“Alzheimer’s is a very complex disease, so any potential treatment has to be able to target multiple biological pathways,” says the lead author of the study, Dr. Stephanie Cherqui, a professor at UC San Diego School of Medicine. “Our work shows that hematopoietic stem and progenitor cell transplantation has the potential to prevent complications from Alzheimer’s and could be a promising therapeutic avenue for this disease.”
This study describes how transplanting hematopoietic stem and progenitor stem cells was effective at “rescuing” multiple signs and symptoms of Alzheimer’s in mouse models of the disease that displayed preserved memory, cognition, reduced neuroinflammation, and significantly less amyloid build-up compared to the untreated controls due to the enhanced microglia health which in turn protected against multiple levels of the disease pathology.

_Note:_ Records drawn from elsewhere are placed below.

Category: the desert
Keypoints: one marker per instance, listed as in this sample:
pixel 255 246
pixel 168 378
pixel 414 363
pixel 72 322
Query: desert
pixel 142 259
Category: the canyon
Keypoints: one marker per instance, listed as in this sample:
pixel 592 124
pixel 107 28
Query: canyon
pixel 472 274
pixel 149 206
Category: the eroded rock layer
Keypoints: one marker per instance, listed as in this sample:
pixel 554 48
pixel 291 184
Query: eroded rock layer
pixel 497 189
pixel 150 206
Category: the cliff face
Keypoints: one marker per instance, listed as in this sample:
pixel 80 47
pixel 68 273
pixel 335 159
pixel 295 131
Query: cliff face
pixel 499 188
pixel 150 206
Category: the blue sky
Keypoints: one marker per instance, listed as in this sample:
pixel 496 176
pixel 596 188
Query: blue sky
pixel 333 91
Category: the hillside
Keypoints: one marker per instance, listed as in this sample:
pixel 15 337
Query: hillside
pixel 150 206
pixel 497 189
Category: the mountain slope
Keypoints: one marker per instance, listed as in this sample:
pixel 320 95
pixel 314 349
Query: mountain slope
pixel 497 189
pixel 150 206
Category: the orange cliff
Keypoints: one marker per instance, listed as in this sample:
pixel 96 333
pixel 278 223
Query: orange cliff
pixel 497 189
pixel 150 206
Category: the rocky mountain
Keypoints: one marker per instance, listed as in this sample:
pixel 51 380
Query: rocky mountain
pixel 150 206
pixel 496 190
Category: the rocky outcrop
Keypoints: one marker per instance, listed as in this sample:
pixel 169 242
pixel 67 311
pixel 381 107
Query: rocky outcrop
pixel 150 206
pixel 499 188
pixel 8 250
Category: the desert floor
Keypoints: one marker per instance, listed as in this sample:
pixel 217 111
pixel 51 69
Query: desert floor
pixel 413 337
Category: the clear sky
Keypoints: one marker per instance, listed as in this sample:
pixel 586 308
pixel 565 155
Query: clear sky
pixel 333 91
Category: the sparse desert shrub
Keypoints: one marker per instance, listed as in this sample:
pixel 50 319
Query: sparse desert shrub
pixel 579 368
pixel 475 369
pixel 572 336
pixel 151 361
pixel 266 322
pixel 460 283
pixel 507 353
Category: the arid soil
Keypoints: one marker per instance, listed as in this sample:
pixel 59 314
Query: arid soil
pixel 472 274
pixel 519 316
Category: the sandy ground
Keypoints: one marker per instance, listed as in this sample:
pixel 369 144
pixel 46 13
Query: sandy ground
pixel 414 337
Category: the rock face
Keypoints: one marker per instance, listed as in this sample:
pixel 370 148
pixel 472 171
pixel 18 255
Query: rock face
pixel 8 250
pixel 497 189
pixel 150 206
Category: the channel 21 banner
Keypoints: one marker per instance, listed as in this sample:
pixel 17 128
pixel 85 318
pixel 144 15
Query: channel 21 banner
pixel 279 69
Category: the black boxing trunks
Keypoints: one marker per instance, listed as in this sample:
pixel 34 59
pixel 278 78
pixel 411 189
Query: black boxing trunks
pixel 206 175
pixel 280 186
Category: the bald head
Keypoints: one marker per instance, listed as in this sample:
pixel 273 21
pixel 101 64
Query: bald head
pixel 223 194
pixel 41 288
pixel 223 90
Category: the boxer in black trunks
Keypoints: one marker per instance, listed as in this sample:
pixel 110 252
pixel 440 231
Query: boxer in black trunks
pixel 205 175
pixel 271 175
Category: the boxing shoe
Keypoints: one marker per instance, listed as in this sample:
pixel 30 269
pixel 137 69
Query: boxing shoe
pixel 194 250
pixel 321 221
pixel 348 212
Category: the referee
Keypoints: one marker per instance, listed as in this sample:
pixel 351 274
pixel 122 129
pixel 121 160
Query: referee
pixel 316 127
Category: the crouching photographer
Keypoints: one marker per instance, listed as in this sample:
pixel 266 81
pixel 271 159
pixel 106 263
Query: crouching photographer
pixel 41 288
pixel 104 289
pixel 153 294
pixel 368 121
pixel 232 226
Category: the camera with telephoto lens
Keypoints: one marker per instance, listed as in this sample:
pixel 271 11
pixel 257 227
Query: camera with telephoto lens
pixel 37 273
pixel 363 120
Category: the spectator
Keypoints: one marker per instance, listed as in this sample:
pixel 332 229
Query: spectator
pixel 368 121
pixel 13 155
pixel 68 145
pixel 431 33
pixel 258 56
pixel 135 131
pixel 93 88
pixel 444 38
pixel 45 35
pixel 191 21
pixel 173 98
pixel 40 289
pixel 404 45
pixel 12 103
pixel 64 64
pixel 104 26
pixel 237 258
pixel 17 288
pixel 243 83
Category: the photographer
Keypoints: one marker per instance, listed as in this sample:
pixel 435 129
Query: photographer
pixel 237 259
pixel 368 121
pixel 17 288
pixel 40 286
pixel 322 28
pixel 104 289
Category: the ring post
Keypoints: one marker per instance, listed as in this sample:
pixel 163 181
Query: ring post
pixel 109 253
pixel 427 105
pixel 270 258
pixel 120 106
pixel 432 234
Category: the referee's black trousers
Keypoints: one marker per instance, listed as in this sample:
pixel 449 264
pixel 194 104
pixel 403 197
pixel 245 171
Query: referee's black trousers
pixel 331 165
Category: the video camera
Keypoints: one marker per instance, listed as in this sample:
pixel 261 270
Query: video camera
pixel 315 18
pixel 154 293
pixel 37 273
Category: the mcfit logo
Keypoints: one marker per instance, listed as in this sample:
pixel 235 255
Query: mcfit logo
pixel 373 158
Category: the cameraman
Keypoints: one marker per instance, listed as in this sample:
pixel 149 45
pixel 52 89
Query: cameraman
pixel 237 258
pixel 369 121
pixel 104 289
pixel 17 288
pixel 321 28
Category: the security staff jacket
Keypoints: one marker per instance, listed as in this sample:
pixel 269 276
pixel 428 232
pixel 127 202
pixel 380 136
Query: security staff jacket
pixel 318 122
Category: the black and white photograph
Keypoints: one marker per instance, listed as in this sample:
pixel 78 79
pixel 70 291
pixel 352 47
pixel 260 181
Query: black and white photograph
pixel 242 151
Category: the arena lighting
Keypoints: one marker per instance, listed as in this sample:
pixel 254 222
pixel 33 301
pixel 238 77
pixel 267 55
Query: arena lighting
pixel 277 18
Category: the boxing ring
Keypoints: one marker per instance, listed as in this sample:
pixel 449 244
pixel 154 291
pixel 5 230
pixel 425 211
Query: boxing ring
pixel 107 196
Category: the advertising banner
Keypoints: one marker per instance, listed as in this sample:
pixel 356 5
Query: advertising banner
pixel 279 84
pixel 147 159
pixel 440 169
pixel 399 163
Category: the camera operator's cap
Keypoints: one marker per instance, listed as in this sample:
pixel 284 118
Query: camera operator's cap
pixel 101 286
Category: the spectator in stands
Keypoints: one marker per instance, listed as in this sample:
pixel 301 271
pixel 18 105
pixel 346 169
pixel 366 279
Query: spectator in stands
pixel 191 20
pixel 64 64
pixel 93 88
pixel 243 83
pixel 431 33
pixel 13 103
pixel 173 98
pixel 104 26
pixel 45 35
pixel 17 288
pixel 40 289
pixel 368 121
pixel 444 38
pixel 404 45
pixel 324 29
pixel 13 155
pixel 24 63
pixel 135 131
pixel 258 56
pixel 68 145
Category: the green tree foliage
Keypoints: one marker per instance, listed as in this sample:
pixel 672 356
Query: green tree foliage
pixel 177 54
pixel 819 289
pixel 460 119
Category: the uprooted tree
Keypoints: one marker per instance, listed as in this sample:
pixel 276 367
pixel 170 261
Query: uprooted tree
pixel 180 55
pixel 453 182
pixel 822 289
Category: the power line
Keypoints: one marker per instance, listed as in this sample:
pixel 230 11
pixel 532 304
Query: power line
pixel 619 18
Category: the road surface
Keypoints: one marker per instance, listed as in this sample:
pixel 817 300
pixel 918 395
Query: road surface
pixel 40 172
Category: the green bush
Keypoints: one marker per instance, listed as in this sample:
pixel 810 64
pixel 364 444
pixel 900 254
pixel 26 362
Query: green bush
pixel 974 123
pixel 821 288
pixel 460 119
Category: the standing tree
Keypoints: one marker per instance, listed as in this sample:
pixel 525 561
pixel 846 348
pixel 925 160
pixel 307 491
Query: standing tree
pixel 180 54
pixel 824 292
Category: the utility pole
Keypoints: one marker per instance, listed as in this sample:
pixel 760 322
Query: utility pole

“Alzheimer’s disease poses a major emotional and economic burden on our society, yet there is no effective treatment available,” says Cherqui. “We are excited to see such promising preclinical results from hematopoietic stem cell therapy and look forward to developing a new therapeutic approach for this devastating disease.”
In other stem cell research, two new papers suggest that modern medicine may one day be able to develop regenerative hearing therapies that may reverse deafness. The USC stem cell scientists describe why hearing is so delicate and how to possibly create new treatments using stem cells.
“In the non-sensory supporting cells of the inner ear, key genes required for conversion to sensory cells are shut off through a process known as ‘epigenetic silencing.’ By studying how the genes are shut off, we begin to understand how we might turn them back on to regenerate hearing,” said John Duc Nguyen, the first author of one of the papers. Nguyen now works at the biotech company Genentech.
In the second paper, the researchers explored when and how the progenitor cells of the inner ear gain the ability to form sensory hearing cells, describing two specific genes that might be useful for regenerating hearing in adults.
“We focused on the genes Sox4 and Sox11 because we found that they are necessary for forming sensory hearing cells during development,” said the paper’s first author Emily Xizi Wang, who also conducted her research as a Ph.D. student in the Segil Lab, and works at the biotech company Atara Biotherapeutics.
Gage Crump, a co-author on both papers and the interim chair of USC’s Department of Stem Cell Biology and Regenerative Medicine at the Keck School of Medicine of USC added: “These two papers are not only great science, but also a clear example of Neil Segil’s enduring legacy as an exceptional mentor to the next generation of stem cell researchers.”
“We’re excited to continue exploring the mechanisms by which cells in the inner ear gain the ability to differentiate as sensory cells during development and how these can be used to promote the recovery of sensory hearing cells in the mature inner ear,” concludes the paper’s corresponding author Ksenia Gnedeva, an assistant professor in the USC Tina and Rick Caruso Department of Otolaryngology–Head and Neck Surgery, and the Department of Stem Cell Biology and Regenerative Medicine.